Deputy to the National Assembly
- In office 1967–1986
- Preceded by: Joseph Pernock
- Constituency: Martinique's 1st constituency

President of the Regional Council of Martinique
- In office 1974 – 1983
- Succeeded by: Aimé Césaire

Mayor of Sainte-Marie
- In office 1967–1983
- Succeeded by: Guy Lordinot

Personal details
- Born: April 2, 1912 Saint-Esprit, Martinique
- Died: August 2, 1993 (aged 81) Paris
- Resting place: Cimetière parisien de Bagneux
- Party: National Centre of Social Republicans, Union for the New Republic, Union of Democrats for the Republic, Rally for the Republic
- Profession: Physician

= Camille Petit (politician) =

French politician (1912–1993)

Camille Petit (2 April 1912 – 2 August 1993) was a French politician from Saint-Esprit, Martinique.

== Biography ==

=== Medical career and public health practice ===
Petit was a doctor by profession. After completing his studies at the Faculty of Medicine in Paris in 1938, he worked in a hospital in Fort-de-France and others in Paris. He was involved in setting up Martinique's "La Goutte de lait" (the drop of milk) project with the Union des Femmes de la Martinique (Women's Union of Martinique), which worked to give mothers access to more information about nutrition for babies.

=== Political career ===
In his political career, he pioneered the Gaullist movement in Martinique.

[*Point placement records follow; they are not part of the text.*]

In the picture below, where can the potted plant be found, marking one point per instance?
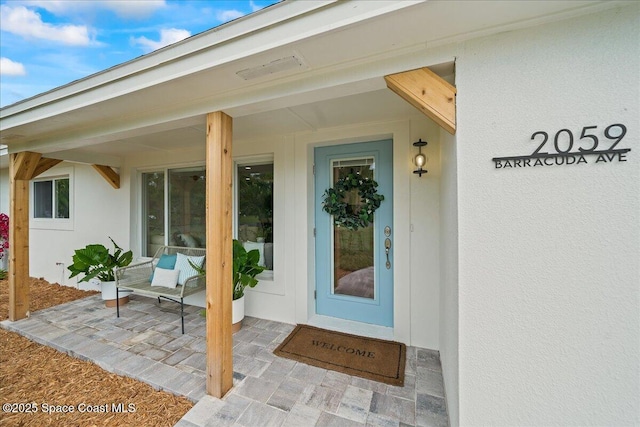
(245, 270)
(95, 262)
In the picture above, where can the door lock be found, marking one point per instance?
(387, 246)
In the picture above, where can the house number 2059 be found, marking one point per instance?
(563, 140)
(592, 145)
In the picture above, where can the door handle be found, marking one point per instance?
(387, 247)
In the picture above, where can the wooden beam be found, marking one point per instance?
(44, 165)
(109, 175)
(219, 261)
(21, 167)
(25, 164)
(429, 93)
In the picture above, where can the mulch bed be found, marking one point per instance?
(37, 379)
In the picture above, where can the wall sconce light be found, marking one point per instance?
(420, 158)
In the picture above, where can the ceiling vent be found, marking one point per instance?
(273, 67)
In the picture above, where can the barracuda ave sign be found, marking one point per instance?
(565, 150)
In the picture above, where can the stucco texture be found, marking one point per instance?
(549, 331)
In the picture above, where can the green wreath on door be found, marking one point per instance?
(346, 215)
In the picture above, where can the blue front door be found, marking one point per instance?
(354, 268)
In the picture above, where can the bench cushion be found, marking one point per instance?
(165, 277)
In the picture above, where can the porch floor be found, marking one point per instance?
(146, 343)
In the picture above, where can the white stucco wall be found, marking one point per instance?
(98, 212)
(549, 276)
(448, 335)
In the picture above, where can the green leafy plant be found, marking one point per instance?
(95, 261)
(245, 268)
(356, 215)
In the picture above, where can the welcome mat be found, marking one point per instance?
(371, 358)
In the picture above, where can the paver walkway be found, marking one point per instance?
(146, 343)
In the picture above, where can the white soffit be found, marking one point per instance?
(274, 67)
(200, 74)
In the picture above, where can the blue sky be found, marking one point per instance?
(48, 43)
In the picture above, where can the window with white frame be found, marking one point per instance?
(254, 207)
(173, 208)
(52, 198)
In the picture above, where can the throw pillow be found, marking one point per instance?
(186, 270)
(165, 278)
(167, 262)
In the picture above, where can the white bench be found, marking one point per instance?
(137, 279)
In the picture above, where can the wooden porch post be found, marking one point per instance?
(22, 167)
(219, 164)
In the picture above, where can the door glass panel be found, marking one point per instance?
(353, 265)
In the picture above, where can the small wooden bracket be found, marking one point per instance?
(429, 93)
(109, 175)
(25, 164)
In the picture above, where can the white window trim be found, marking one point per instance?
(53, 223)
(266, 276)
(164, 168)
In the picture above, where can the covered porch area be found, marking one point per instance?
(146, 344)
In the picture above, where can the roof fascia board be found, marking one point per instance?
(192, 56)
(349, 79)
(189, 46)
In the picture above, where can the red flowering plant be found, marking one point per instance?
(4, 234)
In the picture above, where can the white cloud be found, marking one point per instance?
(11, 68)
(167, 37)
(28, 24)
(228, 15)
(254, 7)
(135, 9)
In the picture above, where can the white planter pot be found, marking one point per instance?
(237, 312)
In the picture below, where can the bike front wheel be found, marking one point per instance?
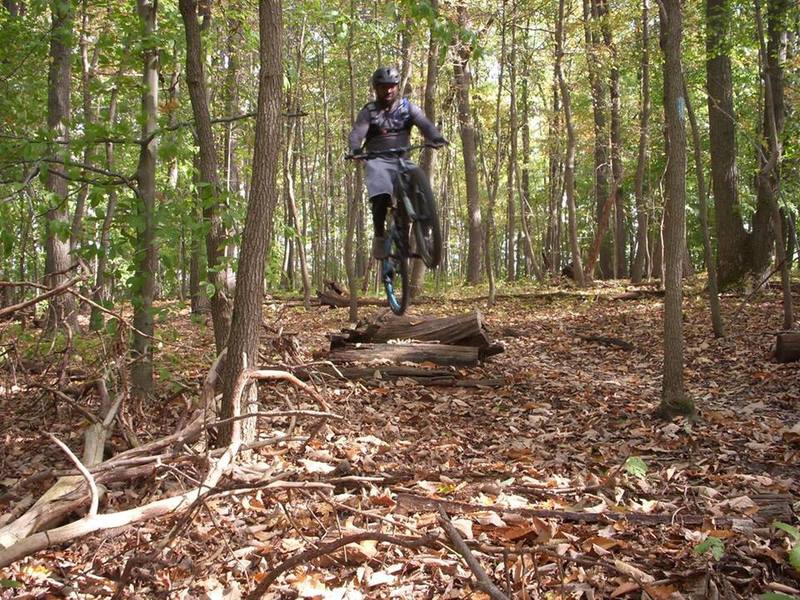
(395, 277)
(427, 232)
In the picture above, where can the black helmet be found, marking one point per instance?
(385, 76)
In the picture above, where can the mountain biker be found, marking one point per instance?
(385, 124)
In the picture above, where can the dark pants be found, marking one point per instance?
(380, 204)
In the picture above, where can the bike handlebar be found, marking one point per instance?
(393, 151)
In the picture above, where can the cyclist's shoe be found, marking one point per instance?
(378, 248)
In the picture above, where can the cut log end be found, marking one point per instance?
(787, 347)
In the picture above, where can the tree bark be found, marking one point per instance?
(674, 400)
(731, 235)
(426, 160)
(463, 79)
(209, 183)
(708, 251)
(246, 323)
(593, 12)
(57, 261)
(569, 161)
(100, 294)
(145, 263)
(642, 216)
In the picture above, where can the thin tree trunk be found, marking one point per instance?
(145, 263)
(569, 162)
(426, 160)
(731, 236)
(511, 226)
(101, 295)
(246, 324)
(593, 12)
(769, 173)
(463, 78)
(674, 400)
(57, 261)
(210, 187)
(642, 217)
(708, 251)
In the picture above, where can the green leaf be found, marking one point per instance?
(635, 466)
(793, 532)
(716, 545)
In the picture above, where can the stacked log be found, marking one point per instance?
(460, 340)
(787, 348)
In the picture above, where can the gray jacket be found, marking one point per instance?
(385, 129)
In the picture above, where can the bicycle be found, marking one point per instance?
(412, 208)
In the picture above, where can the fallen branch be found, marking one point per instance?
(484, 583)
(324, 549)
(83, 471)
(56, 291)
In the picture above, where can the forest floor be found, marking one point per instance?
(561, 480)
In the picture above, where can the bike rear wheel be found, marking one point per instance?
(427, 232)
(395, 274)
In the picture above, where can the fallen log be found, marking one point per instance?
(787, 348)
(439, 354)
(459, 330)
(383, 373)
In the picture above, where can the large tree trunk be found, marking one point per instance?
(569, 161)
(57, 260)
(673, 397)
(144, 285)
(463, 78)
(246, 324)
(209, 174)
(593, 12)
(772, 56)
(426, 160)
(642, 217)
(731, 235)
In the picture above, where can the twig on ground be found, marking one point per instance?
(484, 583)
(312, 553)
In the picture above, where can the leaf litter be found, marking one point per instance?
(561, 481)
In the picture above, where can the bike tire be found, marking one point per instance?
(427, 231)
(395, 274)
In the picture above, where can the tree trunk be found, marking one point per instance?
(57, 260)
(511, 227)
(246, 323)
(708, 251)
(731, 235)
(642, 217)
(772, 56)
(593, 12)
(463, 78)
(209, 174)
(145, 263)
(426, 160)
(674, 400)
(100, 294)
(620, 212)
(569, 161)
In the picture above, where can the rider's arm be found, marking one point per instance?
(359, 132)
(427, 128)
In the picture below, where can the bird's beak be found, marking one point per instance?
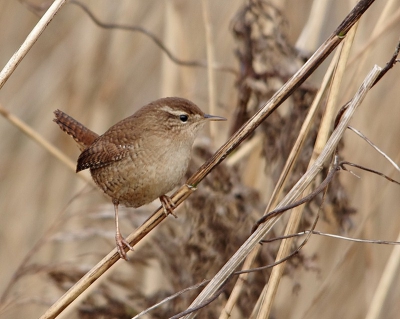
(214, 117)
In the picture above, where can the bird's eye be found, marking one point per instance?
(183, 118)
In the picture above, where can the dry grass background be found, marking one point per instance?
(101, 76)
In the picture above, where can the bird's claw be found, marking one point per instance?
(121, 244)
(168, 205)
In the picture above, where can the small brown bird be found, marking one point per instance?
(142, 157)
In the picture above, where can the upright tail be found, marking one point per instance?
(81, 134)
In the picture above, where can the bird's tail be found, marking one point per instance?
(81, 134)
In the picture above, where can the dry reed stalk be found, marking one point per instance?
(29, 41)
(323, 135)
(283, 178)
(345, 255)
(386, 21)
(296, 191)
(385, 285)
(181, 194)
(381, 26)
(211, 83)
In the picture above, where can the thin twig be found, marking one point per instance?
(152, 36)
(374, 146)
(178, 197)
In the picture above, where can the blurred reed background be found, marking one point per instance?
(100, 76)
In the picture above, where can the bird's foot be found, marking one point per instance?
(121, 244)
(168, 205)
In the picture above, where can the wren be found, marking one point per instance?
(142, 157)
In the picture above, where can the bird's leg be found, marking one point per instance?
(120, 241)
(168, 205)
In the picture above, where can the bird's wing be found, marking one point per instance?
(100, 154)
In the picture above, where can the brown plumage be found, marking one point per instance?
(142, 157)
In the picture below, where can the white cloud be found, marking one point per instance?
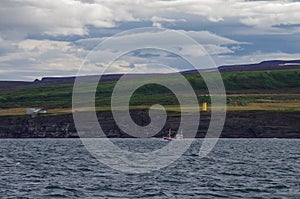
(71, 17)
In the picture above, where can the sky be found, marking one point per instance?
(53, 37)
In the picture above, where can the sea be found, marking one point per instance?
(235, 168)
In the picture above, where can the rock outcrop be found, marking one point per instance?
(237, 125)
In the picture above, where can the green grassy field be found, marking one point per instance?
(257, 90)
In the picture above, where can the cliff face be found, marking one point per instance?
(237, 125)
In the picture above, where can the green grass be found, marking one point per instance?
(244, 87)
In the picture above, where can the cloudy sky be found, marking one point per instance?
(52, 37)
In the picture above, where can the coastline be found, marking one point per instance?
(239, 124)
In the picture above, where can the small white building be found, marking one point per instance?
(34, 111)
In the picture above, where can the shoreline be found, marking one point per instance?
(239, 124)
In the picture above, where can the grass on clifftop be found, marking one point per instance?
(255, 90)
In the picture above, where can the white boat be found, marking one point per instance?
(179, 136)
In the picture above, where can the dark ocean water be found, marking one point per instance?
(63, 168)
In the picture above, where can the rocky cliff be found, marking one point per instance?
(237, 125)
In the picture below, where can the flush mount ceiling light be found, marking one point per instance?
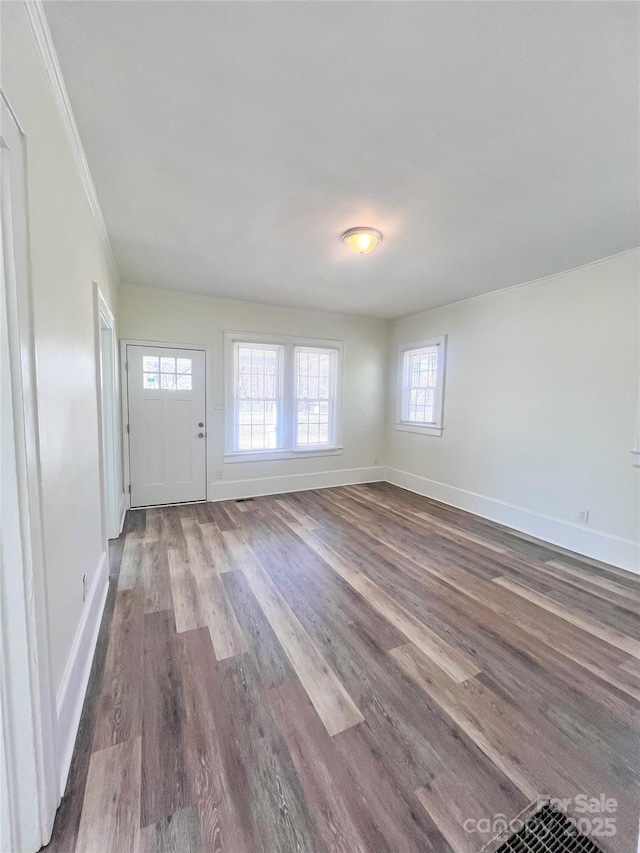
(361, 240)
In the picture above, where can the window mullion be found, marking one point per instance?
(288, 398)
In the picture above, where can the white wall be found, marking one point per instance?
(153, 314)
(540, 401)
(67, 256)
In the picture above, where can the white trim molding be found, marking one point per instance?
(614, 550)
(229, 490)
(42, 34)
(73, 687)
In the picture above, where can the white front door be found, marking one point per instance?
(167, 433)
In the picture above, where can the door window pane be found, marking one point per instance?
(150, 363)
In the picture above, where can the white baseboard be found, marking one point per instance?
(229, 490)
(614, 550)
(124, 506)
(73, 687)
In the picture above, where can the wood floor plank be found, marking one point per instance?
(153, 578)
(457, 665)
(165, 787)
(110, 821)
(299, 516)
(130, 565)
(184, 588)
(609, 635)
(214, 546)
(272, 663)
(276, 797)
(335, 707)
(517, 743)
(226, 635)
(119, 715)
(591, 577)
(347, 823)
(452, 806)
(218, 779)
(405, 827)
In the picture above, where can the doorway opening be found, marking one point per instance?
(108, 399)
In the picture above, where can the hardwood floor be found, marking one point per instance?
(351, 669)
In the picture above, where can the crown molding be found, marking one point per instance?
(42, 34)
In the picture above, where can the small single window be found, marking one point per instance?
(421, 373)
(315, 372)
(257, 396)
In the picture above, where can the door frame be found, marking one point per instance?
(31, 781)
(124, 384)
(107, 385)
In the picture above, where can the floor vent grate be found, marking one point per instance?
(548, 831)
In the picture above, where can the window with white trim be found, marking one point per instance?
(283, 396)
(315, 370)
(421, 386)
(258, 383)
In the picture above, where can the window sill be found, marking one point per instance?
(419, 428)
(274, 455)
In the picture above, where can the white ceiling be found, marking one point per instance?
(232, 142)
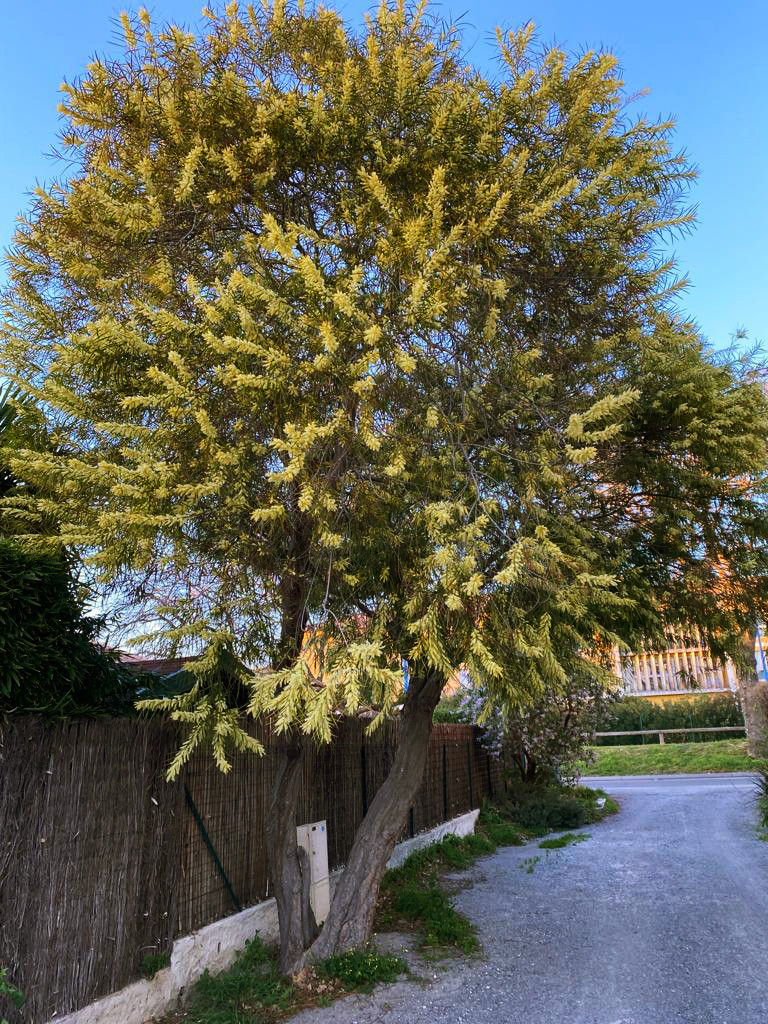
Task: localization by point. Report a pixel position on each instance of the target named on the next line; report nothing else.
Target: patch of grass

In 1958, he participated in the official creation of the Union for the New Republic (UNR) of Martinique, a political party, he became departmental secretary from 1958 to 1965. From its creation, the UNR of Martinique fiercely defended the complete assimilation of Martinique to France and the status of an overseas department.

He was a great admirer of General de Gaulle and a convinced assimilationist, opposing Martinique's autonomists, who were in favor of Martinique's separation from France. Throughout his political career, he demonstrated an unwavering attachment to the French nation and to republican values.

He was one of the founding members of the Société d'histoire de la Martinique (Martinique History Society), in 1955. The history society established itself as an organisation which overcame the political, as can be seen in its offering interest to such differing personalities as Petit and his fellow society member, Aimé Césaire.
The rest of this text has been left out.